Le Secteur Fortifié des Flandres (SFFL) représente une zone relativement modeste et tardivement aménagée. Situé entre la mer du Nord et la région d’Armentières, ce secteur avait pour mission de protéger l’extrême nord du territoire français face à une éventuelle offensive allemande passant par la Belgique.
Le SFFL se caractérise principalement par des fortifications légères. La majorité des ouvrages construits sont des blockhaus MOM (Main-d’Œuvre Militaire), de dimensions réduites, destinés à assurer des missions de surveillance et de défense locale. Quelques ouvrages plus importants de type STG furent néanmoins édifiés dans des points stratégiques comme le Mont Noir ou les abords de Cassel. Cette faiblesse relative des fortifications s’explique par la perception stratégique de l’époque : le nord de la France était considéré comme moins menacé que les régions frontalières de l’Est.

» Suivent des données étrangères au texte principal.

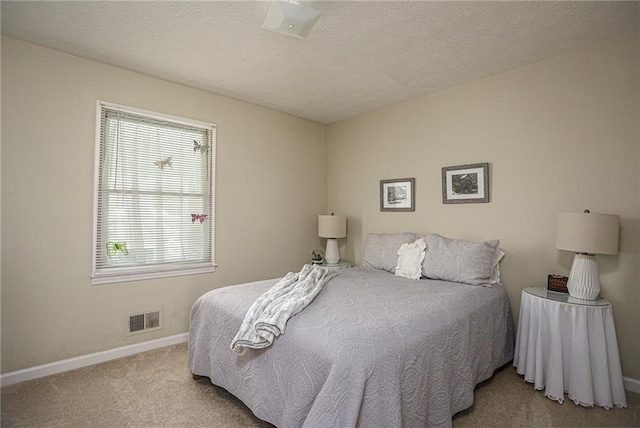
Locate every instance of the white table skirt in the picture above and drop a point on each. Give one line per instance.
(563, 347)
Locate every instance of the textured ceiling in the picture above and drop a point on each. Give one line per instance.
(360, 56)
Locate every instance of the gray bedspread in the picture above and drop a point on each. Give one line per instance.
(372, 350)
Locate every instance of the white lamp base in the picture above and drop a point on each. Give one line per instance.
(583, 280)
(332, 254)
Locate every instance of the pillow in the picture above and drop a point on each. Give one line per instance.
(410, 257)
(381, 249)
(459, 261)
(495, 273)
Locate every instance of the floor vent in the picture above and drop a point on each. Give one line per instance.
(144, 322)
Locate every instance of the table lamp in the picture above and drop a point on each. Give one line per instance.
(586, 234)
(332, 227)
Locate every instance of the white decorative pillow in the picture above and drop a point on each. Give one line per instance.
(459, 261)
(495, 273)
(381, 249)
(410, 257)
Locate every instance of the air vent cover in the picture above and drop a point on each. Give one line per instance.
(144, 322)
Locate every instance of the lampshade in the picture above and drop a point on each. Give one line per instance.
(588, 233)
(332, 226)
(290, 19)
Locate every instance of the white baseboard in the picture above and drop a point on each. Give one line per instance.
(88, 360)
(631, 384)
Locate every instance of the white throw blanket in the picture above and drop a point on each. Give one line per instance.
(267, 317)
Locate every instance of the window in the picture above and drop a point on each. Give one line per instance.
(153, 208)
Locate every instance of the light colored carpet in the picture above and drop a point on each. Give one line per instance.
(155, 389)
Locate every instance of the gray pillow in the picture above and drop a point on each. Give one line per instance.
(459, 261)
(381, 249)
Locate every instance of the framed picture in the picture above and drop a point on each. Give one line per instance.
(397, 194)
(465, 184)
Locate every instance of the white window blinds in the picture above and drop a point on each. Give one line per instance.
(153, 195)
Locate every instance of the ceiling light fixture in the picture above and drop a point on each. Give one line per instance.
(290, 19)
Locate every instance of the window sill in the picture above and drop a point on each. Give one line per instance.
(113, 277)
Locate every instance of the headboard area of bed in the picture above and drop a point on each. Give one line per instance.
(434, 256)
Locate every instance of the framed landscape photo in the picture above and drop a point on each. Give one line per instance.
(397, 194)
(465, 184)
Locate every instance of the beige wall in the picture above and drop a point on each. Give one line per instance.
(270, 189)
(561, 135)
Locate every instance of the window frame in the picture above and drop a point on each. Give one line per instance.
(135, 273)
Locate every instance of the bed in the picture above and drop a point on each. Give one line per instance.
(373, 349)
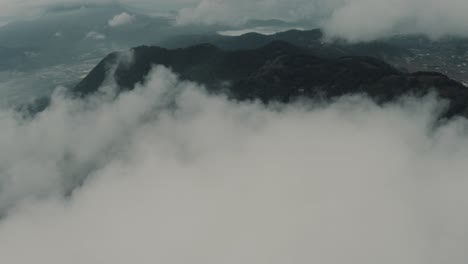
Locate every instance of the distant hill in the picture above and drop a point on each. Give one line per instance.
(310, 39)
(281, 72)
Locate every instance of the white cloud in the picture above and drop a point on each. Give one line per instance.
(212, 181)
(351, 19)
(121, 19)
(95, 35)
(354, 20)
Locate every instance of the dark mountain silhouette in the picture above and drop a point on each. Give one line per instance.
(309, 39)
(279, 72)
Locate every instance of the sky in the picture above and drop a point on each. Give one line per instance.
(355, 20)
(170, 174)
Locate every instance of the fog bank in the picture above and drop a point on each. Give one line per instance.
(170, 174)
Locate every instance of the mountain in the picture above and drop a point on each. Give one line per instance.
(310, 39)
(281, 72)
(407, 52)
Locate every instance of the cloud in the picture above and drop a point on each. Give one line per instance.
(175, 175)
(121, 19)
(355, 20)
(95, 35)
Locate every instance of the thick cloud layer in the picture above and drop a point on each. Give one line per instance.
(178, 176)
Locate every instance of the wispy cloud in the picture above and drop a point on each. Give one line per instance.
(208, 180)
(121, 20)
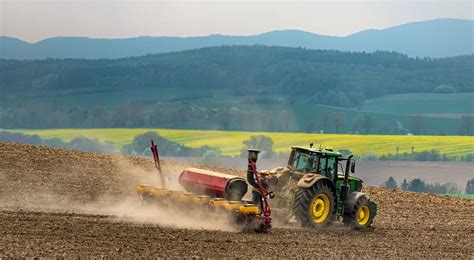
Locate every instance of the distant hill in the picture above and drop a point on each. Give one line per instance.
(252, 88)
(433, 38)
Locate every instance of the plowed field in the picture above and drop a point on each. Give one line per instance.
(56, 202)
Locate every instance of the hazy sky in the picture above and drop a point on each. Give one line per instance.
(34, 20)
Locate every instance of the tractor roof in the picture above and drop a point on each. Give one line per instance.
(327, 150)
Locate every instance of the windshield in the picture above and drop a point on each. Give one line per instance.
(303, 162)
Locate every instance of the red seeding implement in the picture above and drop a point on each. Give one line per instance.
(310, 189)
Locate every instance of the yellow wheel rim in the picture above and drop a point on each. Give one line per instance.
(363, 215)
(320, 207)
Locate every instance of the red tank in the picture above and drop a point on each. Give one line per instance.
(214, 184)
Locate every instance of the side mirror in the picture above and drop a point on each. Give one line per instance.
(253, 155)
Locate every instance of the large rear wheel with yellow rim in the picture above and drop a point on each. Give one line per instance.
(362, 215)
(315, 206)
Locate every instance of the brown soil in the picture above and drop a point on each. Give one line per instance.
(56, 202)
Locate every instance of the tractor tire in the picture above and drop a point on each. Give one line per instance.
(315, 207)
(362, 216)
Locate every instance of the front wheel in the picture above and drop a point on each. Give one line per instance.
(314, 206)
(362, 216)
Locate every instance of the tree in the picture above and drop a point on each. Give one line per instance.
(260, 142)
(418, 125)
(470, 186)
(467, 125)
(391, 183)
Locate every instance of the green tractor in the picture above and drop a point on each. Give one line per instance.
(317, 188)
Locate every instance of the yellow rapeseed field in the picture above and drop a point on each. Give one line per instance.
(230, 142)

Le relief des Flandres joue cependant un rôle militaire essentiel. La plaine côtière située entre Dunkerque et la frontière belge, très marécageuse, se prête facilement à l’organisation d’inondations défensives capables de ralentir une progression ennemie. Plus au sud, plusieurs hauteurs naturelles comme le Mont Noir, le Mont des Cats ou encore le Mont Cassel forment une ligne d’appui importante permettant de contrôler les axes de circulation entre la côte et l’intérieur des terres.

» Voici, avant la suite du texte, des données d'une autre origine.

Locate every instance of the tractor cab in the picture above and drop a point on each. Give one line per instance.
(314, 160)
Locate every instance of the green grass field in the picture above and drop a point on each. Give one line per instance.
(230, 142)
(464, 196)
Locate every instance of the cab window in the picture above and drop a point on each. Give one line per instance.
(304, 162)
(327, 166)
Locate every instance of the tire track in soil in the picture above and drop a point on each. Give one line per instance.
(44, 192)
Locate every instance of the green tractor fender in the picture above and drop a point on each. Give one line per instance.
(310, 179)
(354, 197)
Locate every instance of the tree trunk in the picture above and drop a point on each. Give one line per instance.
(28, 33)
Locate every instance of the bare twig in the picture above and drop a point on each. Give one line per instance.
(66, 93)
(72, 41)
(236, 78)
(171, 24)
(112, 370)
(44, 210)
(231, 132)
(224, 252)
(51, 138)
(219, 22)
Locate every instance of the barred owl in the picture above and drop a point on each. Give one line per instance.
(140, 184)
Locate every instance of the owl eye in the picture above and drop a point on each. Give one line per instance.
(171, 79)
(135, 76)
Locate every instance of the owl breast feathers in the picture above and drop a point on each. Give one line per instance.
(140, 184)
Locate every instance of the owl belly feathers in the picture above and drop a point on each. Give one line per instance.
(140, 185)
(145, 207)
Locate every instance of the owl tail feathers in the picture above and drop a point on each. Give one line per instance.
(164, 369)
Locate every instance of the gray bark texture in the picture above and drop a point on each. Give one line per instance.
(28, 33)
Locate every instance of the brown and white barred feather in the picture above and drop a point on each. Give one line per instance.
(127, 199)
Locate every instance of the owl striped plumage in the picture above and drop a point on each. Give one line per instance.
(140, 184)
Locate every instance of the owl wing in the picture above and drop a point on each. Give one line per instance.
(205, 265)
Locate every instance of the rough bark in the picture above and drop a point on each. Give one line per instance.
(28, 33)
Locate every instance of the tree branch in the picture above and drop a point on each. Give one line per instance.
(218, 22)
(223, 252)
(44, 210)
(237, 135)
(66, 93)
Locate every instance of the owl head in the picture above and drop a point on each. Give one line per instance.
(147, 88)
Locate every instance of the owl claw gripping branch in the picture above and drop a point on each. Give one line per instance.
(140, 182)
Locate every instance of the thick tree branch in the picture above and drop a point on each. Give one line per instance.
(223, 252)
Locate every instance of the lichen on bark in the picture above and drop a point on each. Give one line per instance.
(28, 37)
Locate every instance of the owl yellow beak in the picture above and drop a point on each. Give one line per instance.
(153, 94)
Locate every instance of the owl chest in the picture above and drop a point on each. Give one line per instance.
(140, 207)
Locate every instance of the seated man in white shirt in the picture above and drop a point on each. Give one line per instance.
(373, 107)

En temps de paix, le secteur dépend de la 1re Région Militaire couvrant le Nord et le Pas-de-Calais. Le commandement du secteur est confié en 1939 au général Rapenne, remplacé quelques mois plus tard par le général Barthélemy. Plusieurs régiments régionaux de travailleurs et d’infanterie assurent alors la défense du secteur, soutenus par l’artillerie, le génie militaire ainsi que des compagnies de travailleurs français et espagnols mobilisés pour accélérer les constructions défensives.
L’histoire du SFFL remonte aux réflexions stratégiques menées dès les années 1920. Les premiers projets de fortification prévoyaient une ligne plus au sud, passant par Valenciennes et Saint-Omer. Toutefois, lors d’une reconnaissance effectuée en 1927, le maréchal Philippe Pétain critique ce tracé et insiste sur l’importance stratégique des hauteurs flamandes, notamment Cassel. Ses recommandations influencent fortement les projets ultérieurs.
En 1930, la CORF (Commission d’Organisation des Régions Fortifiées) étudie un programme de fortification limité mais prioritaire autour des forêts de Raismes, de Mormal et du secteur de Cassel. Un ambitieux projet de dix casemates modernes est même envisagé pour protéger le Mont Cassel, mais les contraintes budgétaires empêchent finalement sa réalisation.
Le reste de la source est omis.